I'll give you my take.
How do I find out if a potential employer offers health coverage that would cover my pre-existing conditions?
As noted above this shouldn't be an issue. ACA did away with pre-ex clauses, and even before ACA, the HIPAA regs from the 90s gave full credit for meeting a pre-ex wait if covered for a minimum year with current employer.
Would a potential employer cover the medication that I need on their prescription meds plan, and at what cost to me?
Without access to the employer's health plan RX formulary, you won't know for sure. From experience, all plans I've seen will either cover the drug you mention or an equivalent. They may require yyour dependent try some other drugs (step therapy) and at least go thru prior authorization.
How do I go about researching a potential employer - would it be prior to interviews or an employment offer?
It seems to me that if you are looking at a larger employer, almost all 50+ (and most 25+) employee entities have health insurance. The outliers are those that hire lots of low wage folks: restaurants, lodging, retail, etc. If you're applying for a professional level position, almost all will offer coverage. I would make the determination based on the actual job duties and compensation, then if interested ask to review their benefit programs as part of your evaluation. If you find a position you really like, but it doesn't offer coverage, then calculate the cost to buy a plan through the marketplace (also guaranteed issue / no pre-ex due to ACA), and take that into consideration.
Is it even moral or ethical for me to seek employment with another company, knowing they will get huge insurance bills for my family?
You don't know if they will get huge bills or not. The type of claim you mention is common and most employers in the 50+ category will have one or two similar situations. For large employers, 150+, you would see very little impact. For the 500+ category, that is an insignificant claim.
If the employer is small (fewer than 50 employees), would the added insurance cost to cover my family bankrupt them, or force them to drop coverage?
Here is the way insurance works under ACA. In most states, the small group rules apply to employers with under 50 lives, the rest use 100 employees as the cut off. The vast majority of these employers now have community rates under the ACA, which means they are 100% pooled with other similar sized employers, and the medical costs from one employee have no impact on the employer's rates.

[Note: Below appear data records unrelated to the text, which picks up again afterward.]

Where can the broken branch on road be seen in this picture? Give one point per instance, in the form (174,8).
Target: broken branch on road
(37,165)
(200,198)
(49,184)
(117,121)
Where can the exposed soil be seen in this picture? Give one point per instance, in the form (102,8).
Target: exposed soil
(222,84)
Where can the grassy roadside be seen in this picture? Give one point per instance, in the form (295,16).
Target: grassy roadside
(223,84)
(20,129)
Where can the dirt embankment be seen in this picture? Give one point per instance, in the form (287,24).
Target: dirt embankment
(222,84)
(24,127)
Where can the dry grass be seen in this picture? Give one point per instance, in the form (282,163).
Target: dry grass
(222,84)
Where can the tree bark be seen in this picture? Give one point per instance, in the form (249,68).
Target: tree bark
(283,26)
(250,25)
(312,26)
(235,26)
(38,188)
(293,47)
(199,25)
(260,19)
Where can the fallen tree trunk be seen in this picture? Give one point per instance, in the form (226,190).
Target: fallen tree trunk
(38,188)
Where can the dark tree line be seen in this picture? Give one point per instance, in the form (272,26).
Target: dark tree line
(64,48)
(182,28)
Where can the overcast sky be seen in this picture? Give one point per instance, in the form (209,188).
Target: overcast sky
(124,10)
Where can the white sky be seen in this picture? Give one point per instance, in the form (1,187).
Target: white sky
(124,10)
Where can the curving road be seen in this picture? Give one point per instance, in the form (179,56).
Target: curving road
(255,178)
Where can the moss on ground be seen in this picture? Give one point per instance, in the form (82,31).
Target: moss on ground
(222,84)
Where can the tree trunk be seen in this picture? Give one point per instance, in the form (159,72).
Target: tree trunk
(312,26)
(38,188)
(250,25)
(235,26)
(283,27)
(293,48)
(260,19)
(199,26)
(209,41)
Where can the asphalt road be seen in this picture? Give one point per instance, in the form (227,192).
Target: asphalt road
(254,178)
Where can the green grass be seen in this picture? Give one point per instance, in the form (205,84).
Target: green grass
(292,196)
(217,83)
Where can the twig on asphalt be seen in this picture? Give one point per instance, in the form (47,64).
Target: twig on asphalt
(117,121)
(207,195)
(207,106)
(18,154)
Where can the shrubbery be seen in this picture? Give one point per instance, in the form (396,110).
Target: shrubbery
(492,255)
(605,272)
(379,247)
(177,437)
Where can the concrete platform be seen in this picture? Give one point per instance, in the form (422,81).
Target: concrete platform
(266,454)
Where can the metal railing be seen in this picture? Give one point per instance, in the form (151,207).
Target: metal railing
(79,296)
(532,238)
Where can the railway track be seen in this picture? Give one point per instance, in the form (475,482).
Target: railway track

There are some exceptions - grandfathered plans (insurer can use past claims history in setting future rates), and small / medium size partial self-funded employers. This is a small subset, and usually limited to employers whose demographics (younger, especially younger males) will generate costs below the community rated ACA plans. Pre-ex is waived in these partial self-funded plans to be compliant with the ACA, but as noted above, when the employer shops for new coverage they may ask their employees to complete health questionaires, and the insurance company will use the info in rate setting.
Once above the 50 (or 100, depending on state) level, underwriting (medical conditions evaluation) is allowed for fully insured groups for rate setting.
Long answer short - No you won't bankrupt them. If they fall into the grandfathered or partial self-funded type, they can always go to the community rated ACA rates that most smaller employers already have.
Can my current employer decide to let me go because I cost so much to cover (current employer is very large and self-insured)?
Legally, no. In practical terms, very unlikely.